When you buy organic, you are plucking a single variable out of a dizzyingly large matrix of environmental, economic and ecological characteristics. What you are paying for is a guarantee that no synthetic pesticides, chemical weed-killers, pre-emptive antibiotics, or soluble mineral salts were used in the production of that food. Such a choice sounds appealing. But it does not guarantee that your food will be, in any way, better-tasting or healthier. It certainly does not guarantee that its production was more energy-efficient. Indeed, it is likely to be much less so.
So if you are more concerned with, say, the global atmosphere than with the local environment in areas where food is produced, you cannot even be certain that organic is the right moral choice ecologically. Mass-produced organic food, for example, is predicated on replacing applications of herbicide with laborious weedings performed by carbon-belching machines. Which way would Mother Earth vote?

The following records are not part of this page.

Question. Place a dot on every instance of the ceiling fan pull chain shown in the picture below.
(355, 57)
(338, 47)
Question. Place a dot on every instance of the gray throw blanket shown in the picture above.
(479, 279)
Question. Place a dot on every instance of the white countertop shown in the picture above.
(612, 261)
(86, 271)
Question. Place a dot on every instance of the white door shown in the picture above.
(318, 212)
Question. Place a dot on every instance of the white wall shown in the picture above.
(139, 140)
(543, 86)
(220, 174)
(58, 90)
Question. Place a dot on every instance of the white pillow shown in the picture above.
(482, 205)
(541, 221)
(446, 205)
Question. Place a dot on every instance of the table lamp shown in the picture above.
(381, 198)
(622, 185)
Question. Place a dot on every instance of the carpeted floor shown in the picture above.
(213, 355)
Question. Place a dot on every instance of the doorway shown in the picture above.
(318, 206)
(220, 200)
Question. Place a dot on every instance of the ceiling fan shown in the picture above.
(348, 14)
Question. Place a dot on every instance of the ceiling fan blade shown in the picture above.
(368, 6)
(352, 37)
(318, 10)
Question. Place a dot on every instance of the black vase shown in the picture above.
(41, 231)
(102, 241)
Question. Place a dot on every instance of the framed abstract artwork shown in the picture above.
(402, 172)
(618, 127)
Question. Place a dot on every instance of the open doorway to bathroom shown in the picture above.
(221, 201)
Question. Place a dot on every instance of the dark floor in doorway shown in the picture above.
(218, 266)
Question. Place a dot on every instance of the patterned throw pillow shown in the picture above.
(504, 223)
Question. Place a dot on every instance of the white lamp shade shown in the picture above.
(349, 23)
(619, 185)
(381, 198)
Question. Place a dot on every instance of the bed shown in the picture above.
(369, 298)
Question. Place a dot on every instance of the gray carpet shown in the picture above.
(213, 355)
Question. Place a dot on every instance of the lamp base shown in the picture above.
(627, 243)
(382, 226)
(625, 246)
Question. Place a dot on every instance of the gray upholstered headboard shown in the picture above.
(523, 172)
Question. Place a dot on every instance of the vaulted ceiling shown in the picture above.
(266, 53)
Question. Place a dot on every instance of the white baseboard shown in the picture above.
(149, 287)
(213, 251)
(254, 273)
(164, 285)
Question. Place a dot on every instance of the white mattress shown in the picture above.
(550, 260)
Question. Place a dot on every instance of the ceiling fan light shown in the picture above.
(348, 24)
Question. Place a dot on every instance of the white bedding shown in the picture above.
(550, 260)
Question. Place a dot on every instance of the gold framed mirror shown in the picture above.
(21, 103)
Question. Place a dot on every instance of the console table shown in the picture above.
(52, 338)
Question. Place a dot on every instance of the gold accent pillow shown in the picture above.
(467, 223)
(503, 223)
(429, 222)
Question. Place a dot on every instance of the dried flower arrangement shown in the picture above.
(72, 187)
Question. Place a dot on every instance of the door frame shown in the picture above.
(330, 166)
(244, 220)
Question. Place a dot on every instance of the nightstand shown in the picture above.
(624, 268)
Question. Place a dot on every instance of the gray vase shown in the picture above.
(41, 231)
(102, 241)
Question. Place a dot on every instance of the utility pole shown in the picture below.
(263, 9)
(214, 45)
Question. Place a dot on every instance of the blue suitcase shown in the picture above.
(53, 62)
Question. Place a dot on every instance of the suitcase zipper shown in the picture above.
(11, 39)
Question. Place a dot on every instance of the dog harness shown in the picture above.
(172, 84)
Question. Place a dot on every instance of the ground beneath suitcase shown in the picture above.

Asked by Post reporter Charles Lewis to comment on the London School report, a spokesman for the Canadian Organic Growers wisely played defence, saying that they did not dispute the findings and “don’t make health claims based on the nutrition of organic food.” But surely this is a little disingenuous. The market for organic food is growing rapidly, and the evidence suggests that those who buy it are indeed paying for a perception that it is somehow better for them. In a 2007 Harris Interactive poll of nearly 2400 Americans, the percentage of frequent organic-food buyers who agreed that it is “healthier” was 98 percent.